Interview with Kosta Du, CEO and Co-Founder at Soft POS Payment Platform: Paymob

Kosta Du

On the surface, Paymob may look like a payment gateway, but dig a little deeper and it’s clear what we have built is a far cry from the traditional payment framework and mPOS terminals we’ve all come accustomed to over the past year. Enter SoftPOS, the next-gen of payment acceptance. SoftPOS allows businesses to accept contactless (and soon pin-on-glass) payments on any NFC-enabled device, without the need for dongles, plugins or excess hardware – just an app.

Today we partner with companies looking to elevate their own financial offering for their micro-business and large enterprise customers. We help merchants to accept frontline payments without the behind-the-scenes difficulties of continual development, maintenance and rigorous certification processes. We take care of the end-to-end pay-tech infrastructure behind the face of our partners own unique brand identity.
 
 

 

How did you come up with the idea for Paymob?

 
We had been operating in the payment acceptance market for three years, consistently maintaining a keen eye on consumer behaviour. By 2018, as technology in this space progressed, it became clear that there was a fundamental disconnect in the payment equation. This disconnect was the ability for businesses to accept payments with the same seamless nature at which their customers were making them.

That’s when we began to ask, what comes next? Surely there’s something more convenient than the external mPOS device? We knew NFC technology had been used to make payments for years, which prompted us to look further into its capabilities, and that was our lightbulb moment. Utilising NFC supported technology to transform a smartphone into a direct card reader, cutting out the external middleman.
 

 

What have you learnt from being part of the Techstars Hub71 Accelerator program?

 
Having been accepted as one of ten startups out of hundreds of applications to the program was truly humbling. It was the external validation that our very fringe idea had true potential. The program was rigorous and exceeded expectations – working with Vijay, the Managing Director of the programme and the incredible mentors taught us several valuable lessons.

Firstly, to become hyper-focused on one product, market and customer. We quickly realised for early growth, sacrificing other potential business leads was important. It allowed us to free up time and headspace to fine-tune and tailor this one product for our one specific audience.

Secondly, start small. As a start-up, it’s easy to become caught up in the bigger picture, reminding ourselves that while we’ve been in the payment space for a while, this is an entirely new innovation.

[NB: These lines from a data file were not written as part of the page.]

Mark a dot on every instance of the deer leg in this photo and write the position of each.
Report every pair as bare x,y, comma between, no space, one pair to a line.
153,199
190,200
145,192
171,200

Finally, cut out the data noise and focus on one metric. This is the only metric that matters. For us, this was a number of end-users who reached out via Paymob’s channel and strategic partners.
 

What can we hope to see from Paymob?

 
By the end of 2022, we aim to service 10,000 to 20,000 merchant businesses across the EU, Scandinavia, Asia, Middle East, and North Africa through our strategic partners. We are helping to enable microbusinesses to accept additional payment methods, widely benefiting developing economies. Long term, we have our eyes set on a much larger prize, to position Paymob as a real ‘unicorn’ company in the payments space, serving other financial institutions, banking enterprises and fintechs alike.